En los versos de Hesíodo se encuentra también una explicación del origen de la institución del matrimonio ya que el hombre, amo de la tierra, quiere poder trasmitir las riquezas que obtiene de ellas a hijos de cuya paternidad no tenga ninguna duda. De ahí surge el matrimonio monogámico, que hace de la mujer legítima un instrumento de procreación:

“Y otro mal suministró a cambio de un bien: quien, esquivando el matrimonio y las funestas obras de las mujeres no quiere casarse y llega a la funesta vejez sin sostén para esta etapa, éste no vive falto de medios; pero el morir, sus parientes se reparten sus posesiones. Quien en cambio participa del matrimonio y tiene una esposa prudente, provista de inteligencia, a él desde el comienzo de los tiempos se le iguala el mal con el bien constantemente. El que consigue un tipo de esposa destructiva, vive con incesante aflicción en su pecho, en su ánimo y en su corazón, y su mal es incurable”

Si en la Teogonía Pandora es el mal mismo personificado, en Trabajos y días, es la causa de la difusión de las desdichas al abrir la jarra que lleva consigo:

“ … gran pena habrá para ti mismo y para los hombres venideros.A éstos, en lugar del fuego, les daré un mal con el que todos se regocijen en su corazón al acariciar su mal”.

En los siguientes versos describe como Hefesto fue ordenado a diseñar y construir una “hermosa y encantadora figura de doncella”, como se encarga a Atenea que le enseñase a tejer y a Afrodita “ que derramase en torno a su cabeza encanto, irresistible sexualidad y caricias devoradoras de miembros”. Por último a Hermes le ordenó “infundir cínica inteligencia y carácter voluble”.

Explica por último como fue Pandora quien “ocasionó penosas preocupaciones a los hombres” al destapar la tinaja y esparcir todos los males.

Hesíodo no inaugura ex-novo esta idea de la intrínseca maldad femenina, porque es una idea que ya aparece en narraciones de culturas orientales como la Epopeya de Gilgamesh, donde a Enkidu se le envía una prostituta para que con sus habilidades sexuales le aparte del entorno natural en que vivía.

Y, desde luego, no será una idea, una representación que muera con el poeta griego, sino que perdurará y adquirirá nuevos matices en la misógina tradición judeo-cristiana.

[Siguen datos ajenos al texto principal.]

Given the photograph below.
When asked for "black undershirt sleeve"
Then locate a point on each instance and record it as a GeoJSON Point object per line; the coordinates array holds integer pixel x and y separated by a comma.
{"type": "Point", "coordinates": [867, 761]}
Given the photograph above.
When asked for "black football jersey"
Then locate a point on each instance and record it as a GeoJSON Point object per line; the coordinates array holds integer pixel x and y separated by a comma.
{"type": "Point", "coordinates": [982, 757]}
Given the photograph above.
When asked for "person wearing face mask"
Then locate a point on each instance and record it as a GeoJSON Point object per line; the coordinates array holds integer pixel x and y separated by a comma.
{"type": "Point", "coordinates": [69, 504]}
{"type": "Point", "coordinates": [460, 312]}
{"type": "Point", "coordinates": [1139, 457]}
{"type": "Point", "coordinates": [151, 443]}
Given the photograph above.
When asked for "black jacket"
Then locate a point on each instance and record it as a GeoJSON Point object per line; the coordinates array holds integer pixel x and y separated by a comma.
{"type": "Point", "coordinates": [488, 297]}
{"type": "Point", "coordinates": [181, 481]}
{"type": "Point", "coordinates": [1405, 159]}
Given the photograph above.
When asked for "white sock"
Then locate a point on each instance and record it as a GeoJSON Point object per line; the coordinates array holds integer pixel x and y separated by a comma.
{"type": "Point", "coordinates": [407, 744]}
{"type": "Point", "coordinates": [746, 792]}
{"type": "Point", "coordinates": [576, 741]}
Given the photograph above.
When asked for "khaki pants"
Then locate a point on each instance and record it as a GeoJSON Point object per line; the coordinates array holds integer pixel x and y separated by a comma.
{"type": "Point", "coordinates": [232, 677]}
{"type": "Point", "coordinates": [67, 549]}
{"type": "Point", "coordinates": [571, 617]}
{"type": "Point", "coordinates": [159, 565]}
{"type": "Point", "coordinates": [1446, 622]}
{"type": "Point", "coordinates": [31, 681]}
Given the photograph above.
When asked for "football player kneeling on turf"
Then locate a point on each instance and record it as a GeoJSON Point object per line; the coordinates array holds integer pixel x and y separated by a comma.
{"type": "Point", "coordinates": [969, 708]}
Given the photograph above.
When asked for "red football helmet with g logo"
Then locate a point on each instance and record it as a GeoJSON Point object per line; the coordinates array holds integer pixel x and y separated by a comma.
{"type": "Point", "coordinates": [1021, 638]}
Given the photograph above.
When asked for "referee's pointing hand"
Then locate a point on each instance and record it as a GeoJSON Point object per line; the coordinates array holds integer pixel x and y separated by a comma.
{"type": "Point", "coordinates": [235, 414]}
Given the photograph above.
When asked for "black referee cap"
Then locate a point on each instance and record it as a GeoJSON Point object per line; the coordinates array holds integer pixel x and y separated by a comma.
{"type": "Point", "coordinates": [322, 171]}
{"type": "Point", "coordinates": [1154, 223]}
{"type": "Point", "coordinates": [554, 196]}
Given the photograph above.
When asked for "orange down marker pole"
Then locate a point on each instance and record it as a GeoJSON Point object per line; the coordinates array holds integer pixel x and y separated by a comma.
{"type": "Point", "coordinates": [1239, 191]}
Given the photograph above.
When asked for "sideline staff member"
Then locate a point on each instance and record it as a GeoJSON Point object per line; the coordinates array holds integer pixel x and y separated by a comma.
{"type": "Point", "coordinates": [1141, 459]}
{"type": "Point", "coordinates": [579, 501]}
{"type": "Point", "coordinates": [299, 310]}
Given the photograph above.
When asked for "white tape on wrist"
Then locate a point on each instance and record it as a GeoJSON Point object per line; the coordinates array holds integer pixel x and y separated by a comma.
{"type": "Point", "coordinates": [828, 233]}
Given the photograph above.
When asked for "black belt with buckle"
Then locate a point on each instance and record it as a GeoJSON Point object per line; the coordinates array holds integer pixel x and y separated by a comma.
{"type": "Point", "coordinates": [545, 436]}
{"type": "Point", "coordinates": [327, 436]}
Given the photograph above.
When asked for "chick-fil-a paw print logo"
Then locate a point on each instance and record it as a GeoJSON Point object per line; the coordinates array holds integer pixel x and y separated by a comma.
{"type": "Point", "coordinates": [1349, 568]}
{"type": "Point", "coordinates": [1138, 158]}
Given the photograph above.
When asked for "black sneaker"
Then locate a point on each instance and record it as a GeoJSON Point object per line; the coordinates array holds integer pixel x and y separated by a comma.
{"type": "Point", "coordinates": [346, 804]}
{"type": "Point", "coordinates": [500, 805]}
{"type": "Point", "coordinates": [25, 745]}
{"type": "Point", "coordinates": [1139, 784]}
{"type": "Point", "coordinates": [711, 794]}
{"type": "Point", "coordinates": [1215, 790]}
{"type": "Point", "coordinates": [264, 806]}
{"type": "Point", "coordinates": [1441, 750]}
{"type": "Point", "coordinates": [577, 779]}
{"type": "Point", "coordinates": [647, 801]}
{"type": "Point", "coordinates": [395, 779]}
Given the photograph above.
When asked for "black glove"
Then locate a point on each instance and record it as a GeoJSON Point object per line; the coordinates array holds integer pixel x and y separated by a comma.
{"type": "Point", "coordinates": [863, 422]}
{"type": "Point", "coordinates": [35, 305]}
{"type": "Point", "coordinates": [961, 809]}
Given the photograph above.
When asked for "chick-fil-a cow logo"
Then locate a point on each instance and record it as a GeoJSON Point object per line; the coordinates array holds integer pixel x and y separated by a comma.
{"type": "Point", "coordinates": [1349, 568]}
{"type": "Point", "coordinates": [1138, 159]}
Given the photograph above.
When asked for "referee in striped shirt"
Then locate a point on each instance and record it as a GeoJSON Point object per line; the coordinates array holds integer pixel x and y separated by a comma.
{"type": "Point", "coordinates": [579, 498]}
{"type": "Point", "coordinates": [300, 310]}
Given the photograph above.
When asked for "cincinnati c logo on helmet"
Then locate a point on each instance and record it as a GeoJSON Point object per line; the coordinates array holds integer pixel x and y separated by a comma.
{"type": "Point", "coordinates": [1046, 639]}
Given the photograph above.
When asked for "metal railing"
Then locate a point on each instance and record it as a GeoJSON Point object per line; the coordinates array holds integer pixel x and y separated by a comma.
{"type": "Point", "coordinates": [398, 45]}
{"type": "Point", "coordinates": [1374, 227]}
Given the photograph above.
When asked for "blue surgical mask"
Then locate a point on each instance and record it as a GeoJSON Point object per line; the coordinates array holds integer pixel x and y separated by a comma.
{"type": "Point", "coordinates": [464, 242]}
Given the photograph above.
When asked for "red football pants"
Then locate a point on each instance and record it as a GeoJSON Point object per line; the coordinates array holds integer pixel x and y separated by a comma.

Pandora, como Eva, es una mujer “hecha” no engendrada, no sigue la secuencia de la genealogía, pertenece a un plano ontológico inferior, es un no-ser, un simulacro, como tan bien se encargará de propagar la doctrina aristotélica y tomista.

Los paralelismos con la Eva bíblica son muchos; la manzana del pecado, la relación sexual, la procreación, la instauración de la institución matrimonial, el hecho de ser creada después del varón, de ser culpable de introducir los males en el mundo, asombrosamente coincidente con Pandora en que ambas actúan así por su flaqueza y debilidad. Todo esto marcará el camino de la misoginia medieval, camino que no se detendrá con la llegada del Renacimiento, pues para las mujeres no hubo Renacimiento (baste sólo pararnos a pensar en la caza de brujas desarrollada en occidente en la edad Moderna, que magistralmente analiza Silvia Federici en su libro El calibán y la bruja) y tampoco se detendrá, como hemos apuntado en este trabajo, con la llegada de la Ilustración.

¿Se ha detenido ya? ¿Sigue Pandora encadenada?